Maliqi: La maggior parte dei comuni per andare al decollo

Il riconoscimento delle circostanze politiche, Shkelzen Maliqi, ha detto domenica che la campagna elettorale per le elezioni del 22 ottobre è stata la campagna più tranquilla finora. Secondo lui, sarà l'ultima settimana di questa campagna. Maliqi ha detto al giornale “La nuova eta'...
Secondo lui, sarà l'ultima settimana di questa campagna. Maliqi ha detto al giornale “La nuova eta'... che non c'e' stata una grave divisione tra potere e opposizione, perche' tutti i partiti stanno puntando, se non per essere vincitori e portatori di potere, diventano parte del potere attraverso le coalizioni.
Questa campagna è stata tra le più tranquille finora e credo che durerà fino alla fine. La ragione principale di questo è che tutti i partiti mirano, se non per essere vincitori e vettori di potere, poi diventano parte di esso attraverso le coalizioni. Quindi non abbiamo più la grave divisione tra potere e opposizione che abbiamo visto nella battaglia per il potere centrale. Anche a livello locale dal 2013, abbiamo sperimentato, non con molta coerenza, quasi tutte le coalizioni possibili. Ora questo può diventare pratica comune”, Maliqi si è espresso.
Egli ha stimato che le parti contano che stanno entrando in gara con alta priorità, temere che se non vinceranno la maggioranza chiara (oltre il 50% del voto), potrebbero perdere in fuga.
Maliqi ha avvertito che una cosa del genere potrebbe accadere all'attuale presidente di Pristina e Mitrovica.
“Madje, anche i partiti considerati favoriti a livello locale, che stimano che stanno entrando in gara con alta priorità, temono che se non hanno vinto la maggioranza chiara -- più del 50 % del voto -- potrebbero essere persi nel giro di fuga.
Tutti ricordano il caso di Pristina e Mitrovica nelle elezioni del 2013. Il LDK, Isa Mustafa, rispettivamente, aveva un vantaggio convincente nel primo turno, ma ha perso nel run-off perché Shpend Ahmeti ha votato anche sull'elettorato di altre parti. Lo stesso inconveniente si è verificato a Mitrovica con il candidato PDK. Nelle elezioni del 22 ottobre, ciò potrebbe accadere a favoriti come Shpend Ahmeti e Agim Bahtiri. Lo stesso vale per molti altri comuni”, ha dichiarato.
Maliqi ha sottolineato che la possibilità che alcuni comuni portino il sindaco nel primo turno, ma, secondo lui, la divisione dell'elettorato e il sistema elettorale è tale da favorire i licenziamenti.
Maliqi ha anche detto che la maggior parte dei comuni andrà al decollo.
Anche nelle elezioni di giugno, quando la maggior parte delle parti ha partecipato alle coalizioni, nessun soggetto concorrente ha vinto la maggioranza convincente per governare solo il Kosovo. Il Movimento Vetevendosje!, che corre senza una coalizione, ha vinto circa 1/3 dell'elettorato, ma non crede che crescerà, come dice, diventando un vincitore assoluto. Non credo che possa nemmeno far pulire Pristina.
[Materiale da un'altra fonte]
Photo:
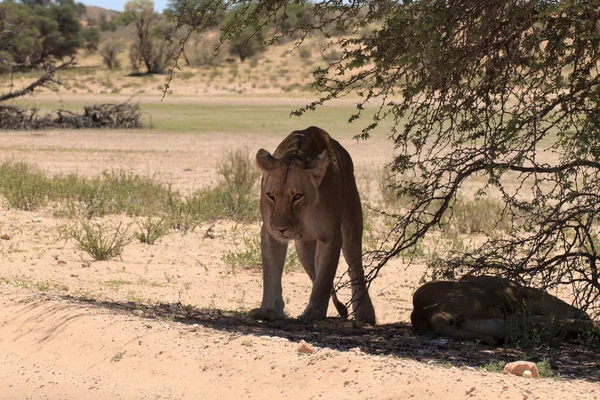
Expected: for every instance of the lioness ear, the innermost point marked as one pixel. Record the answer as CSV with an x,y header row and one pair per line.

Tuttavia, non esclude la possibilità che alcuni comuni portino il sindaco nel primo turno, ma la divisione dell'elettorato e il sistema elettorale è tale, che favorisce i licenziamenti. Credo che avremo una scappatoia nella maggior parte dei comuni...
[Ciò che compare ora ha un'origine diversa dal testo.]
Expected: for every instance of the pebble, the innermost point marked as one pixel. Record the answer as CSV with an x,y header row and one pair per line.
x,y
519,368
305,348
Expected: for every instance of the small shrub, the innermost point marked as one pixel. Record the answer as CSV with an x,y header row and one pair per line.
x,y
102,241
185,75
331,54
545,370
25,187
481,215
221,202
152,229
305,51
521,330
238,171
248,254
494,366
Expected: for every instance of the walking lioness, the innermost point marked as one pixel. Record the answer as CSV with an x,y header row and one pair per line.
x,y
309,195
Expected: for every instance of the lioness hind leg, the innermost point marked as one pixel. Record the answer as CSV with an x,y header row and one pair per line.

In ogni caso, ha detto che le elezioni locali del 22 ottobre mostreranno il vero status dei partiti politici.
Secondo Maliqi, queste elezioni potrebbero essere l'ultimo allarme per PDK e LDK, mostrando o anche approfondire la portata delle perdite.
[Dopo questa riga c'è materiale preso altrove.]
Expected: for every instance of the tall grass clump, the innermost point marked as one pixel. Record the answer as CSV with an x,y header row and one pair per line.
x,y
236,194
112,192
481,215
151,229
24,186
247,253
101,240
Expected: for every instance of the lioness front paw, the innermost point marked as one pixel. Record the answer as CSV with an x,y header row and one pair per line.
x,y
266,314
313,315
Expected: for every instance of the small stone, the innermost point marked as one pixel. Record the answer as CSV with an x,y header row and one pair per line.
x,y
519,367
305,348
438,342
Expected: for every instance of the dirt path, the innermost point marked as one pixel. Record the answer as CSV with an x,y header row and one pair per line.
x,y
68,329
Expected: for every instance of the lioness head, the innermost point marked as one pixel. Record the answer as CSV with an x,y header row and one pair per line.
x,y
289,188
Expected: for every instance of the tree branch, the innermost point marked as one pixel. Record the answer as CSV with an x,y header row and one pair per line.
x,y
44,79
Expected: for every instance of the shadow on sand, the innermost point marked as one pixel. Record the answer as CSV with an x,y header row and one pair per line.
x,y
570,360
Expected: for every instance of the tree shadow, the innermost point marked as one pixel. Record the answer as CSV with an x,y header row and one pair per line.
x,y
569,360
“Sì, a questo proposito, come voto quantico, i risultati delle elezioni comunali potrebbero essere più chiaramente indagati su ciò che il vero stato di alcuni partiti principali, ma altri, che sono stati scioccati dai risultati delle elezioni di giugno. Ad esempio, queste scelte possono essere l'ultimo allarme per PDK e LDK, mostrando o anche approfondire la portata delle perdite. La continuazione della loro crisi imporrà una profonda riflessione e adattamento del tempo, il che significa permettere a nuove menti e generazioni di penetrare nella loro leadership, o continuerà a ridurre questi partiti.
L'allarme arrangierà anche i partiti che hanno nascosto la loro debolezza in coalizioni, diventando anche fattori di potere come l'AKR, ma anche l'AAK di qualsiasi altro soggetto”, Maliqi ha dichiarato.